For maximum token efficiency, you can use the toon format. This generates extremely compact output that strips away Markdown verbosity while keeping 100% of the API context for the LLM.

await generateAiSkills(swaggerSpec, {
  baseUrl: 'https://api.myapp.com',
  format: 'toon' // Use Token-Oriented Object Notation
});

Example: NestJS

In your main.ts:

import { NestFactory } from '@nestjs/core';
import { SwaggerModule, DocumentBuilder } from '@nestjs/swagger';
import { AppModule } from './app.module';
import { generateAiSkills } from 'swagger-ai';

async function bootstrap() {
  const app = await NestFactory.create(AppModule);

  const config = new DocumentBuilder()
    .setTitle('Cats example')
    .build();
    
  // 1. Generate the standard Swagger Document
  const document = SwaggerModule.createDocument(app, config);
  
  // 2. Setup standard Swagger UI (Optional)
  SwaggerModule.setup('api', app, document);

  // 3. Generate AI Skills
  await generateAiSkills(document, {
    baseUrl: 'https://api.myproduction.com',
    outputDir: './ai-skills',
    endpoints: {
      // Exclude admin or dangerous routes from the AI
      exclude: [/\/admin.*/, '/users/delete'] 
    }
  });

  await app.listen(3000);
}
bootstrap();

Configuration Options

The generateAiSkills function takes two arguments: the swaggerDoc object, and a SkillConfig object.

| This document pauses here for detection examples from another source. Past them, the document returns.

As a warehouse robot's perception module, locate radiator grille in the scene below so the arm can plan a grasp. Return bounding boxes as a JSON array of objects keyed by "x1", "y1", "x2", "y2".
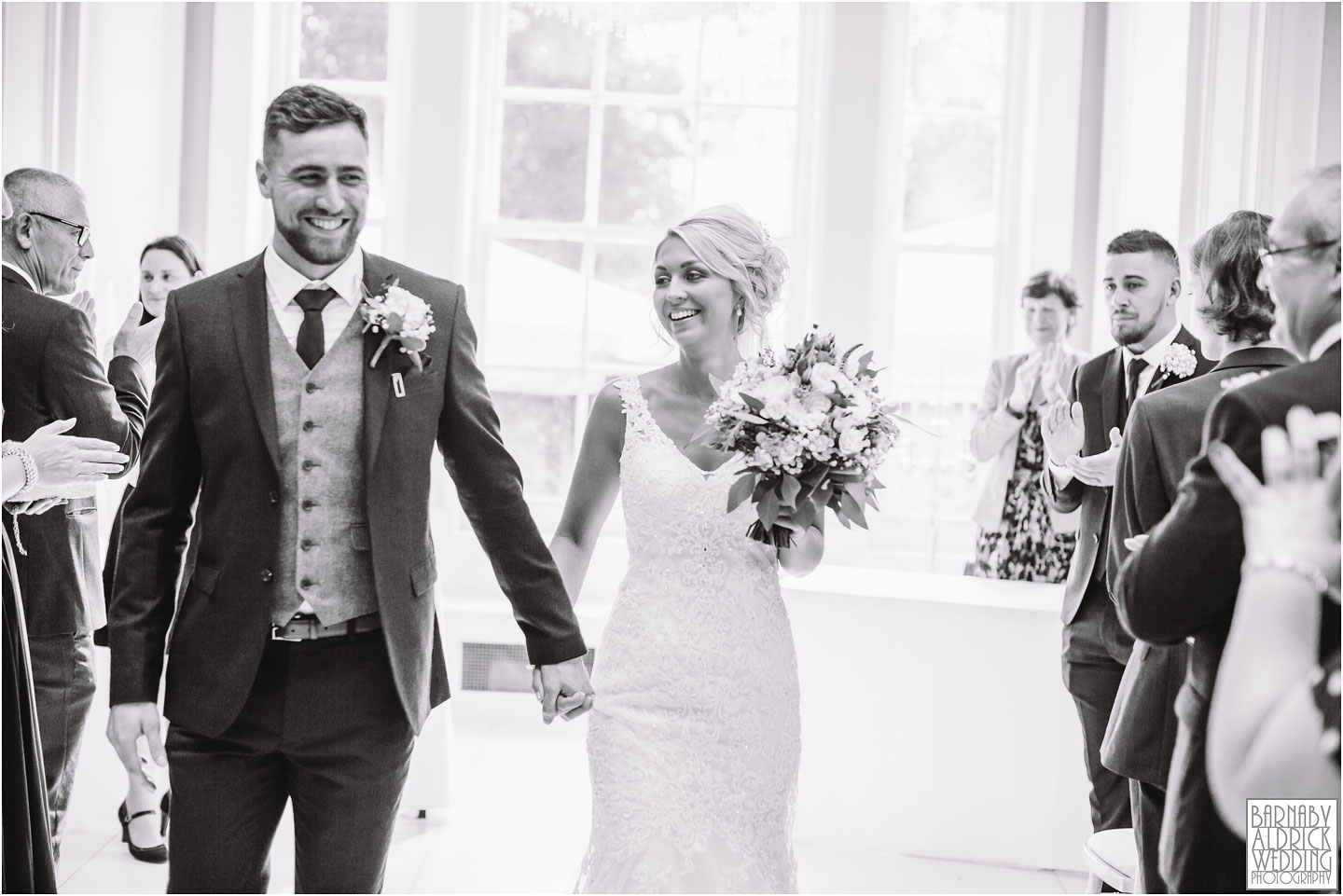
[{"x1": 462, "y1": 641, "x2": 596, "y2": 693}]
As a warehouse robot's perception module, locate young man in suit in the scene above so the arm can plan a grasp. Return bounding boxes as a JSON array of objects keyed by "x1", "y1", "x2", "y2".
[
  {"x1": 1101, "y1": 211, "x2": 1296, "y2": 893},
  {"x1": 0, "y1": 168, "x2": 159, "y2": 857},
  {"x1": 1041, "y1": 229, "x2": 1212, "y2": 830},
  {"x1": 109, "y1": 85, "x2": 591, "y2": 893},
  {"x1": 1115, "y1": 165, "x2": 1340, "y2": 893}
]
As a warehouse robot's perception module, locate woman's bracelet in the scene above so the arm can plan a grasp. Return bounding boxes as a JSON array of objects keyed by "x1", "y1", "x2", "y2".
[
  {"x1": 0, "y1": 442, "x2": 37, "y2": 493},
  {"x1": 1241, "y1": 551, "x2": 1332, "y2": 594}
]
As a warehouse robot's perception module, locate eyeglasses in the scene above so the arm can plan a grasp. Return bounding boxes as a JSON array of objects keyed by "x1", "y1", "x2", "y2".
[
  {"x1": 1260, "y1": 237, "x2": 1340, "y2": 270},
  {"x1": 28, "y1": 210, "x2": 92, "y2": 249}
]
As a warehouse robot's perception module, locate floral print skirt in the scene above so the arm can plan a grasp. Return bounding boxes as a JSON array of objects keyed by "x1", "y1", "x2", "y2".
[{"x1": 975, "y1": 407, "x2": 1077, "y2": 582}]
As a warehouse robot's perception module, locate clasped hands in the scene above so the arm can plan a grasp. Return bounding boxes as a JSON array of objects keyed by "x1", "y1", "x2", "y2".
[
  {"x1": 1040, "y1": 399, "x2": 1124, "y2": 489},
  {"x1": 532, "y1": 657, "x2": 596, "y2": 724}
]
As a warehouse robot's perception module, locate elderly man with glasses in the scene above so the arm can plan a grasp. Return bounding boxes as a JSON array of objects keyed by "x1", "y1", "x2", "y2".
[
  {"x1": 0, "y1": 168, "x2": 159, "y2": 856},
  {"x1": 1114, "y1": 165, "x2": 1343, "y2": 893}
]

Property Type Default Description
baseUrl string Required The base URL the LLM should use in the generated curl commands.
outputDir string './llm-skills' Where the markdown files will be generated.
outputMode 'single' | 'multiple' 'multiple' single generates one massive file. multiple creates an index.md, llms.txt, and separate files per endpoint.
format 'markdown' | 'toon' 'markdown' markdown produces standard descriptive Markdown. toon produces a highly compact YAML-like format optimized for LLM token efficiency.
endpoints.include (string|RegExp)[] [] (all) Only generate skills for these paths.
endpoints.exclude (string|RegExp)[] [] (none) Do not generate skills for these paths.
endpoints.methods string[] [] (all) Only include specific methods (e.g., ['get', 'post']).
prompts.systemContext string undefined Injected at the top of the index or single file to give the LLM global rules.
prompts.endpointContext string undefined Injected into every endpoint definition to enforce strict usage rules.

Maximizing AI SEO

  1. Host llms.txt Publicly: Serve the generated llms.txt file at https://yourdomain.com/llms.txt or https://yourdomain.com/.well-known/llms.txt. Standard autonomous web agents will look for this file first.
  2. Use Good Descriptions: The parser relies heavily on your Swagger summary and description fields. Ensure these are written in natural language explaining what the endpoint achieves, not just what it returns.
  3. Use Tags for Routing: The generator uses your Swagger tags to build Semantic Routing Hints. An endpoint tagged with Products will help the LLM know to look there if the user asks about merchandise.